The Filipinos’ estimation of oneself

By Farah G. Decano


ACCORDING to a former Consul assigned in San Francisco, there are two incidents that made the Filipino gain world respect in recent history – the 1986 people power and the 2016 legal triumph of the Philippines against China.  In both glorious events, the mother and son Aquinos were involved. Former President Corazon Aquino became the icon that fought a dictatorship and brought back democracy to the country while her son, Former President Benigno Aquino III, became the exemplar of courage who foiled China’s attempt to dominate West Philippine Sea and scored a victory before an International Arbitral Tribunal.

The Aquinos, however, would not have become the admirable symbols they have become without the like-minded patriotic Filipinos behind them.  The 1986 People Power happened because of the brave people who risked their lives to stop tanks and the military.  The West Philippine Sea dispute was won because the Filipino intelligentsia worked and cracked their brains together.

These two great victories should be claimed by all Filipinos and their descendants.  No administration should prohibit us from celebrating these proud moments in our history.  And no self-respecting Filipino should ignore, downplay, or worse, erase the many heroic deeds of the many Filipinos who came before us.

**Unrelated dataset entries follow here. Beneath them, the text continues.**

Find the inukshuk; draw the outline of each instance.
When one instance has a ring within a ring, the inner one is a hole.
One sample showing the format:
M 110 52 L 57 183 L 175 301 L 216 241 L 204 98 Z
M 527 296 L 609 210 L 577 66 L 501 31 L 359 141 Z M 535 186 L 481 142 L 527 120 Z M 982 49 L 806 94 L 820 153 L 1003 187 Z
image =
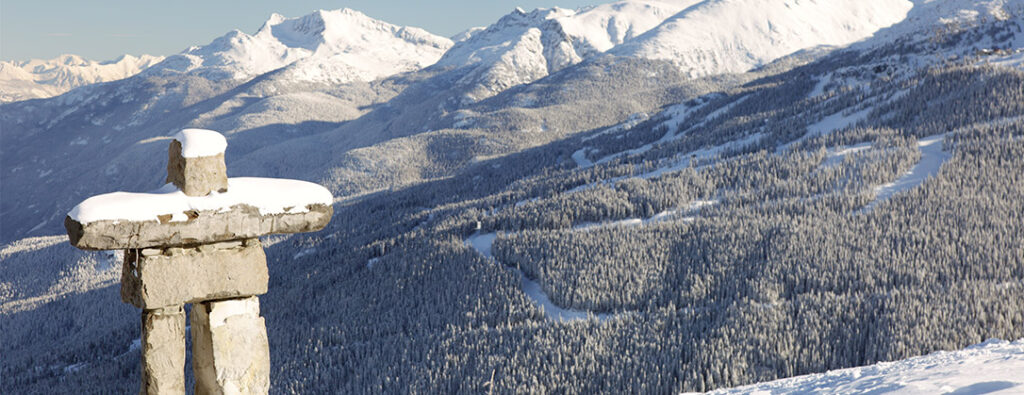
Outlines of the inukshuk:
M 333 199 L 323 186 L 227 178 L 226 146 L 217 132 L 183 130 L 171 141 L 163 188 L 92 196 L 65 220 L 73 246 L 125 251 L 121 298 L 142 309 L 141 393 L 184 393 L 188 303 L 196 393 L 267 393 L 258 295 L 268 272 L 257 237 L 314 231 L 331 220 Z

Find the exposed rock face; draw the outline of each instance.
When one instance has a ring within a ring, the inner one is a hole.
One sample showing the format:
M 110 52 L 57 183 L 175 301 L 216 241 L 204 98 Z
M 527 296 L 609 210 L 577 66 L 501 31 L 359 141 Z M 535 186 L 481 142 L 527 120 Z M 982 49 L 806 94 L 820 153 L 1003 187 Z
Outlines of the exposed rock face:
M 142 310 L 141 394 L 185 393 L 185 310 Z
M 167 159 L 167 182 L 189 196 L 205 196 L 211 191 L 227 190 L 227 166 L 224 153 L 212 157 L 185 158 L 181 141 L 171 140 Z
M 256 297 L 193 305 L 197 394 L 266 394 L 270 348 Z
M 72 246 L 82 250 L 145 249 L 195 246 L 253 238 L 272 233 L 299 233 L 323 229 L 334 208 L 309 205 L 307 211 L 261 215 L 259 209 L 238 205 L 228 211 L 187 213 L 188 221 L 94 221 L 81 224 L 65 218 Z
M 258 238 L 198 248 L 128 250 L 121 299 L 142 309 L 266 294 Z

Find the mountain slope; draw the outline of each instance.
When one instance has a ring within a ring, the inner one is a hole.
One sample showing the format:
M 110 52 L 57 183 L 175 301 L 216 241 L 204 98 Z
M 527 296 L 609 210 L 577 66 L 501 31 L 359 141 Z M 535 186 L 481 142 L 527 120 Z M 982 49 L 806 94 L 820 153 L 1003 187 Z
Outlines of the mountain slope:
M 843 46 L 904 18 L 908 0 L 707 0 L 610 52 L 667 59 L 692 77 L 741 73 L 818 45 Z
M 1015 394 L 1024 392 L 1024 339 L 831 370 L 710 394 Z
M 0 102 L 52 97 L 80 86 L 121 80 L 163 59 L 163 56 L 124 55 L 95 61 L 61 55 L 49 60 L 0 61 Z
M 436 67 L 464 69 L 465 101 L 490 97 L 610 49 L 694 1 L 620 1 L 569 10 L 521 8 L 460 38 Z
M 233 31 L 169 56 L 147 73 L 248 80 L 287 65 L 287 79 L 338 84 L 422 69 L 451 46 L 446 38 L 355 10 L 319 10 L 294 18 L 273 14 L 253 35 Z
M 989 60 L 1024 52 L 1022 27 L 700 79 L 594 56 L 462 106 L 459 69 L 131 79 L 154 85 L 42 100 L 28 137 L 4 133 L 4 231 L 159 186 L 186 123 L 232 128 L 231 176 L 358 184 L 322 232 L 264 239 L 281 392 L 680 393 L 1021 339 L 1024 72 Z M 123 131 L 74 109 L 141 87 L 189 104 Z M 358 118 L 318 118 L 345 98 Z M 117 257 L 51 225 L 0 247 L 0 392 L 137 390 Z

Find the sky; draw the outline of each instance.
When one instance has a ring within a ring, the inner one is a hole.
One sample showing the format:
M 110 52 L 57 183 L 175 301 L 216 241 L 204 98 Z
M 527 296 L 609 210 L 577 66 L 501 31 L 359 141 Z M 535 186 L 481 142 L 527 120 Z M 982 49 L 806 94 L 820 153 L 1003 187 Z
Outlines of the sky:
M 578 8 L 607 0 L 0 0 L 0 60 L 72 53 L 95 60 L 169 55 L 238 29 L 252 34 L 270 13 L 301 16 L 352 8 L 451 37 L 487 26 L 516 6 Z

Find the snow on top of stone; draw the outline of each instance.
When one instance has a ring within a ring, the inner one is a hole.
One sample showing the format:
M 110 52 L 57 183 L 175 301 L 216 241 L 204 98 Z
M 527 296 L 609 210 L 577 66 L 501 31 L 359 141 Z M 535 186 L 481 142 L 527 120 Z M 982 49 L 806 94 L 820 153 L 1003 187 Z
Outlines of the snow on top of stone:
M 227 149 L 227 139 L 207 129 L 184 129 L 175 134 L 174 139 L 181 142 L 183 158 L 213 157 Z
M 188 196 L 174 184 L 152 192 L 112 192 L 80 203 L 68 213 L 82 224 L 95 221 L 159 221 L 172 215 L 171 222 L 188 220 L 187 211 L 228 211 L 237 205 L 259 209 L 260 215 L 303 213 L 308 205 L 331 205 L 334 196 L 312 182 L 280 178 L 237 177 L 227 179 L 227 191 L 205 196 Z

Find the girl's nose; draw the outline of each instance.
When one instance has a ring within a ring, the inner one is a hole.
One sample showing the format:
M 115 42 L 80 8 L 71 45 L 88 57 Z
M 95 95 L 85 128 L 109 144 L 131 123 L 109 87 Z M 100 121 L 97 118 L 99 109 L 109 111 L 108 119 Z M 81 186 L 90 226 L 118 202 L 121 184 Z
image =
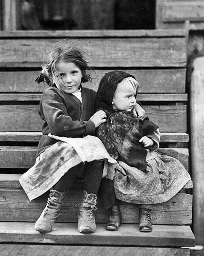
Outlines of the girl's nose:
M 71 76 L 67 76 L 65 78 L 65 82 L 67 84 L 70 84 L 72 81 L 72 79 Z
M 136 101 L 136 99 L 135 99 L 135 98 L 134 97 L 134 96 L 133 97 L 131 98 L 131 102 L 135 102 L 135 101 Z

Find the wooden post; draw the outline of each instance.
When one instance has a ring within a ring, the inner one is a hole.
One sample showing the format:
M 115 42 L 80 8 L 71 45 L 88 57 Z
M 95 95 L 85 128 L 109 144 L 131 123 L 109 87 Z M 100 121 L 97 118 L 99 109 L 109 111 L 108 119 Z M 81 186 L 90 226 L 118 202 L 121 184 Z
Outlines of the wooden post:
M 204 245 L 204 57 L 196 58 L 190 86 L 190 119 L 193 188 L 193 231 Z
M 16 30 L 20 28 L 20 0 L 2 0 L 3 30 Z

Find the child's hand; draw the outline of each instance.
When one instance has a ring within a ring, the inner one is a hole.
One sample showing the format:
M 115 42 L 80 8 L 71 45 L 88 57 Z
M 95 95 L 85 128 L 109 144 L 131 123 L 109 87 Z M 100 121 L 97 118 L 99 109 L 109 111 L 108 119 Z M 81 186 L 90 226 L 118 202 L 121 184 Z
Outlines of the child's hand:
M 148 138 L 146 136 L 142 137 L 139 140 L 139 142 L 142 143 L 145 148 L 147 147 L 151 147 L 154 144 L 154 142 L 150 138 Z
M 136 103 L 135 106 L 133 109 L 133 112 L 134 116 L 137 116 L 138 118 L 144 117 L 145 113 L 145 110 L 137 103 Z
M 97 128 L 100 124 L 106 121 L 106 114 L 103 110 L 99 110 L 96 112 L 89 119 L 94 123 Z

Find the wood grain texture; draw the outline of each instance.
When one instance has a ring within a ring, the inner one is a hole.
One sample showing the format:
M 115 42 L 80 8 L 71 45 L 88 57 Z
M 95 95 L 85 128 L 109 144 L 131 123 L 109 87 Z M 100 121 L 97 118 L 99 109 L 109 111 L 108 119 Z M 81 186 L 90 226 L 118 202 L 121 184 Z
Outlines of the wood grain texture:
M 40 235 L 33 223 L 1 222 L 0 242 L 75 245 L 126 246 L 193 246 L 195 238 L 189 226 L 154 225 L 153 231 L 142 233 L 134 224 L 122 225 L 118 231 L 106 230 L 104 224 L 98 224 L 95 233 L 82 235 L 76 224 L 56 224 L 53 231 Z M 107 238 L 108 237 L 108 239 Z
M 20 63 L 19 63 L 20 66 Z M 39 68 L 39 66 L 38 67 Z M 102 76 L 110 69 L 97 70 L 89 72 L 92 82 L 83 84 L 97 91 Z M 185 92 L 185 68 L 173 69 L 138 69 L 124 71 L 134 76 L 140 84 L 141 93 L 184 93 Z M 46 84 L 35 81 L 40 70 L 37 71 L 1 71 L 0 72 L 0 92 L 42 92 L 48 87 Z
M 72 41 L 72 40 L 70 40 Z M 39 62 L 56 39 L 1 39 L 0 66 L 7 62 Z M 185 67 L 184 38 L 82 38 L 75 44 L 87 52 L 94 67 Z
M 189 135 L 185 132 L 161 132 L 160 142 L 188 142 Z M 0 141 L 38 142 L 41 132 L 0 132 Z
M 86 30 L 18 30 L 0 31 L 0 38 L 86 38 L 86 37 L 185 37 L 184 29 Z
M 186 132 L 186 106 L 143 105 L 146 115 L 161 132 Z M 38 132 L 42 120 L 36 104 L 0 105 L 0 131 Z
M 164 2 L 162 19 L 163 22 L 204 21 L 204 3 L 200 0 Z
M 35 164 L 36 147 L 0 146 L 1 168 L 30 168 Z M 188 148 L 161 148 L 159 152 L 175 157 L 188 170 Z
M 22 189 L 0 189 L 1 221 L 36 221 L 44 208 L 49 193 L 31 202 Z M 82 190 L 71 190 L 63 204 L 59 222 L 77 223 Z M 192 196 L 179 193 L 168 202 L 155 204 L 152 213 L 154 224 L 186 225 L 191 224 Z M 123 223 L 138 223 L 138 205 L 121 201 Z M 106 223 L 108 216 L 99 198 L 94 212 L 97 223 Z
M 1 256 L 189 256 L 190 250 L 181 248 L 153 248 L 122 246 L 48 245 L 42 244 L 0 244 Z

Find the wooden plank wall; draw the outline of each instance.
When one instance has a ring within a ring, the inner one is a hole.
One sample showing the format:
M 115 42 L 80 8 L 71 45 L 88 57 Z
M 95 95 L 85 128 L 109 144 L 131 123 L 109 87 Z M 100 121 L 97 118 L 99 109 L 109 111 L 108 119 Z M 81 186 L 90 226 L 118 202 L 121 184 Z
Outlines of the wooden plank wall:
M 189 20 L 196 26 L 204 22 L 202 0 L 157 0 L 157 28 L 184 28 Z
M 196 244 L 204 245 L 204 57 L 196 59 L 190 87 L 191 133 L 194 182 L 193 222 Z

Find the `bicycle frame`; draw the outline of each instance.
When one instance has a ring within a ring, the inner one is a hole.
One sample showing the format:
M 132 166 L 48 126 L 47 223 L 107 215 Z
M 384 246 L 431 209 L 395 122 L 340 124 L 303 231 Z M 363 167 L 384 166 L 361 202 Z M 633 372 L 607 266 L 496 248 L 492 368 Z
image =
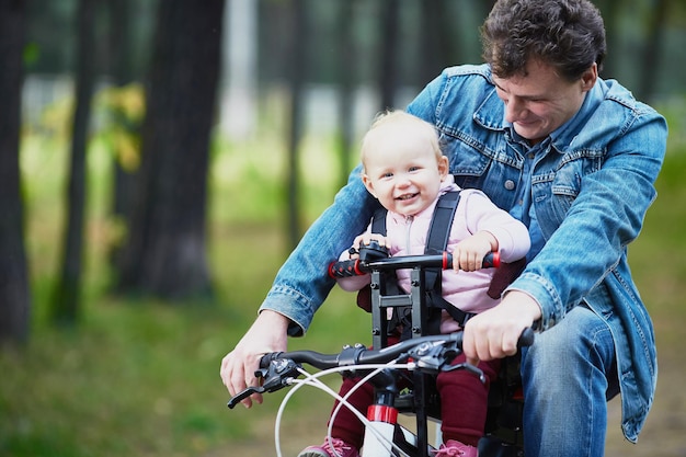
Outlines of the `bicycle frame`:
M 492 265 L 495 261 L 489 261 Z M 266 354 L 261 362 L 261 369 L 256 373 L 264 379 L 262 386 L 249 387 L 229 401 L 229 408 L 233 408 L 243 398 L 252 393 L 272 392 L 295 384 L 295 379 L 305 374 L 304 384 L 313 385 L 317 376 L 304 372 L 300 364 L 306 363 L 316 368 L 347 373 L 366 373 L 359 384 L 369 381 L 375 387 L 375 401 L 367 411 L 367 416 L 359 414 L 358 419 L 365 424 L 364 445 L 361 456 L 392 457 L 405 455 L 409 457 L 427 457 L 433 449 L 428 444 L 428 378 L 439 372 L 453 369 L 468 369 L 484 381 L 483 374 L 471 365 L 450 365 L 457 355 L 461 353 L 461 333 L 427 335 L 424 325 L 426 316 L 424 307 L 424 269 L 447 267 L 451 265 L 449 254 L 441 255 L 413 255 L 405 258 L 373 259 L 361 262 L 347 261 L 330 265 L 330 274 L 343 275 L 366 274 L 371 275 L 371 313 L 373 313 L 373 345 L 375 350 L 368 350 L 363 345 L 346 346 L 339 354 L 321 354 L 312 351 L 296 351 L 289 353 Z M 409 294 L 385 295 L 384 273 L 390 270 L 412 269 L 411 290 Z M 388 346 L 388 335 L 385 331 L 387 324 L 387 309 L 397 307 L 411 307 L 412 329 L 410 340 Z M 419 322 L 419 324 L 418 324 Z M 533 343 L 533 331 L 526 329 L 521 338 L 519 345 Z M 379 365 L 380 364 L 380 365 Z M 375 367 L 371 369 L 370 367 Z M 415 416 L 416 430 L 414 433 L 398 425 L 399 409 L 398 377 L 401 368 L 408 369 L 412 375 L 413 393 L 412 409 Z M 320 372 L 327 374 L 328 372 Z M 330 373 L 330 372 L 329 372 Z M 320 375 L 318 374 L 318 375 Z M 299 387 L 299 386 L 297 386 Z M 319 386 L 321 387 L 321 386 Z M 328 389 L 328 388 L 327 388 Z M 293 389 L 290 393 L 295 392 Z M 330 389 L 328 389 L 330 391 Z M 339 397 L 330 391 L 339 400 L 339 408 L 346 407 L 347 396 Z M 284 399 L 282 408 L 289 396 Z M 347 405 L 348 408 L 352 408 Z M 338 409 L 334 410 L 334 414 Z M 281 418 L 281 410 L 279 415 Z M 277 421 L 278 421 L 277 418 Z M 278 422 L 277 422 L 278 423 Z M 333 418 L 331 420 L 333 423 Z M 330 433 L 328 434 L 330 435 Z M 276 435 L 277 436 L 277 435 Z M 278 439 L 276 443 L 279 452 Z M 500 446 L 495 446 L 500 447 Z M 511 453 L 510 450 L 514 452 Z M 482 454 L 485 457 L 487 454 Z M 516 447 L 512 449 L 496 449 L 491 456 L 521 455 Z

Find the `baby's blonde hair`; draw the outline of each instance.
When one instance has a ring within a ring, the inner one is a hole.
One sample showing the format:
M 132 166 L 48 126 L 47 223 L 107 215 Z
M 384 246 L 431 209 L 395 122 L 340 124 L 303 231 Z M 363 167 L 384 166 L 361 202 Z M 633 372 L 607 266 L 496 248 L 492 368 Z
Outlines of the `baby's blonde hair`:
M 369 130 L 367 130 L 363 137 L 361 149 L 361 160 L 363 167 L 365 167 L 365 159 L 370 151 L 370 142 L 375 139 L 376 134 L 381 127 L 393 127 L 402 130 L 414 128 L 418 135 L 426 137 L 426 141 L 428 141 L 432 150 L 436 153 L 436 160 L 441 160 L 443 152 L 441 151 L 441 142 L 436 127 L 434 127 L 431 123 L 427 123 L 426 121 L 402 110 L 393 110 L 379 113 L 374 118 Z

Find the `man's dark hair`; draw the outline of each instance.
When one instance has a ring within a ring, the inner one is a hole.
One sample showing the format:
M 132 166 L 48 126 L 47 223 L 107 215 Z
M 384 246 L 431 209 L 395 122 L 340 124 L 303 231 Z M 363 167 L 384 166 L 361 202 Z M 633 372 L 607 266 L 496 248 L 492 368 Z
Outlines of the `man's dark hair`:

The Filipino’s estimation of oneself may be measured based on the results of the elections. The repeated recycling of politicians who are considered as societal garbage because of their numerous involvements in corrupt and criminal activities is indicative of how low we perceive our self-image.  Does our identity now come with a price tag to the highest bidder?

Our Filipino integrity may also be seen from conduct the members of the legislative, executive, and judicial branches and how they incarnate the values enshrined in the Philippine Constitution. Do we have legislative representatives who only give full attention to proposed laws that would benefit their benefactors or the wealthy? What has happened to the wage hike bills? The proposed prohibition of “endo?”  Do we have executive officials who give premium only to “juicy” projects?  What has happened to the implementation of RA 9003 or Solid Waste Management Act and the other environmental laws?  Among the three branches, the members of the judiciary are most expected to embody what is good about Filipinos. They are learned and are steeped in ethical education.  Do we have members of judiciary who are not satisfied with their own allowances, entitlements, and compensations because they still demand from others the proverbial “free lunch?”

Our Filipino pride is also manifested by how local businesses treat foreigners and Filipinos.  We have to show our foreign visitors that they have no right to trample on Filipinos in our own country.   If Filipinos follow the rules and patiently line up abroad, this means that foreigners, too, obey our laws and must line up here if there is a cue.  Allowing aliens to behave discourteously in our country because they happen to bring in the dollars is similar to prostituting our national identity for the sake of money.

On my plane ride from Boracay to Manila, my traveling companion and the Filipino seated next to us exchanged horrible experiences with foreigners from a certain race in that beautiful island.  “They’re rude,” said the guy.  Looks like they are taking advantage of the hospitality and politeness of our local workers.  It is sad that our fellow Filipinos are overwhelmed by their ill behavior. We couldn’t help but advise our kalahi to be more assertive and stand up against demeaning behavior.  We should be able to enforce our rules equally to both foreigners and locals.

I hope the Governor of Aklan will be able to stand up for his fellow Aklanons in Boracay against what can be considered a foreign race’s “privatized” domination over Filipinos.